A shame, as this is such an earnest translation! Guerra stays so close to Garcia Marquez's narrative that you can't help but wonder if this film is in part an homage to the Colombian author. Images lifted from the story — such as the orange with a diamond at its heart, or the way glasses change color when Ulises touches them — are rendered faithfully. Even Guerra's cutting is often patterned directly upon Garcia Marquez's sentences. And there is value to the film: Irene Papas gives a grand performance as a huge cartoon figure of haughty self-centered malice. Moreover, the love affair between Erendira and Ulises is sadder in the film. Guerra highlights what Garcia Marquez more deftly suggests — the romanticization of adolescence, framed between their two scenes of lovemaking and shadowed by the old woman's ranting. And Guerra even adds some nice touches of his own: the coca-cola box that the grandmother uses as a footstool; trucks as icons of power.
But Guerra sabotages the spirit of the prose. Magic realism, as practiced by Garcia Marquez, applies surrealism's matter-of-fact oddness in a more self-conscious manner. While Buñuel's surrealist imagery sprang from the unconscious, in a language at once ambiguous and apt, Garcia Marquez's version of strangeness is a conscious exercise, striving to decenter meaning by leading the reader astray. Guerra forces images into a consistency Garcia Marquez never intended. He makes meaning explicit and loses the resonance of the prose.

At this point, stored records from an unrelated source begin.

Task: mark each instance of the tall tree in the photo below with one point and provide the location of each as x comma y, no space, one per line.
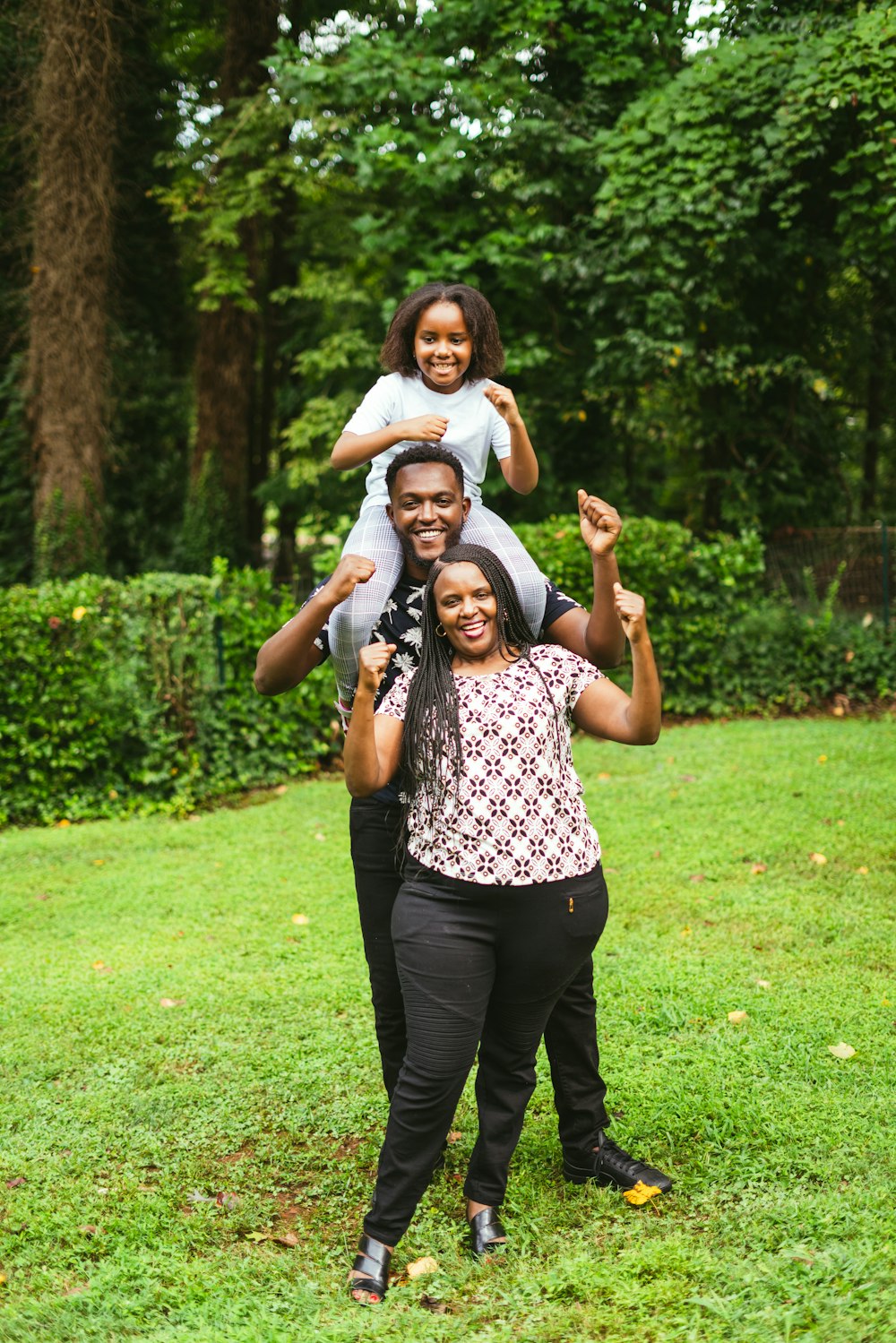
742,266
73,231
220,514
18,56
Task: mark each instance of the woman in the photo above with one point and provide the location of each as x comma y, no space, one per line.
503,896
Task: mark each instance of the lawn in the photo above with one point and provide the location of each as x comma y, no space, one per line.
190,1069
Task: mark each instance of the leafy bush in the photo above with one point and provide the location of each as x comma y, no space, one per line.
723,645
120,697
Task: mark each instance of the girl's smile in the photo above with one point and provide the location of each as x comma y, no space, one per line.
443,347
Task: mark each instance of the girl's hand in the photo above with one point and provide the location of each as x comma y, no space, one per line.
599,524
632,611
425,428
504,401
349,571
371,665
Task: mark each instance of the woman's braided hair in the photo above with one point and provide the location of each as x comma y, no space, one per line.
432,750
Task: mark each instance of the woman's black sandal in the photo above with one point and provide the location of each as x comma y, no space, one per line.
487,1233
371,1261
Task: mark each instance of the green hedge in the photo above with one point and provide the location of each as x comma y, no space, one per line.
123,697
723,643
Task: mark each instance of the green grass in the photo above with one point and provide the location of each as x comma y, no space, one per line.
125,1116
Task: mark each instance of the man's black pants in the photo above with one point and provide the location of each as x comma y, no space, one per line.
570,1034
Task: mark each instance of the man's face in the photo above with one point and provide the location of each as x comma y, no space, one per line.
427,511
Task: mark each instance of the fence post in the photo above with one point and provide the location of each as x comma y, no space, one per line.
884,552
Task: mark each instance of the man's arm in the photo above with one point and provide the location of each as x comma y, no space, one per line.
290,654
595,634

Finally, what should we make of the ending? The narrator's closing words in the story become Erendira's own final words in the film. Is no trace of her misfortune ever found because she seems no longer a passive victim? Has she vanished as a story of oppression, a name, a signifier? (This is the ending to the Garcia Marquez story.) Or are we to assume that she has become her grandmother? Fleeing innocence and murder, she returns to the solitude from which she emerged. Will she finance her own bunker, sink into her own repressed erotic nostalgia, and exercise her own capacity to dominate, abuse, and exploit? The film suggests a dialectic that cannot be resolved, only replicated. We can never defeat nature; civilization is an illusion, like a steamboat in the desert; we will always confuse sex and death; and we can never escape our destinies. The story's language is the absent character in this film. And lacking that storyteller's language — that gawking, credulous voice of an implied human community — ERENDIRA presents an incredibly dark tale without hope, rather than the incredibly sad tale that Garcia Marquez intended. The difference is important, as it is the difference between nihilism and struggle.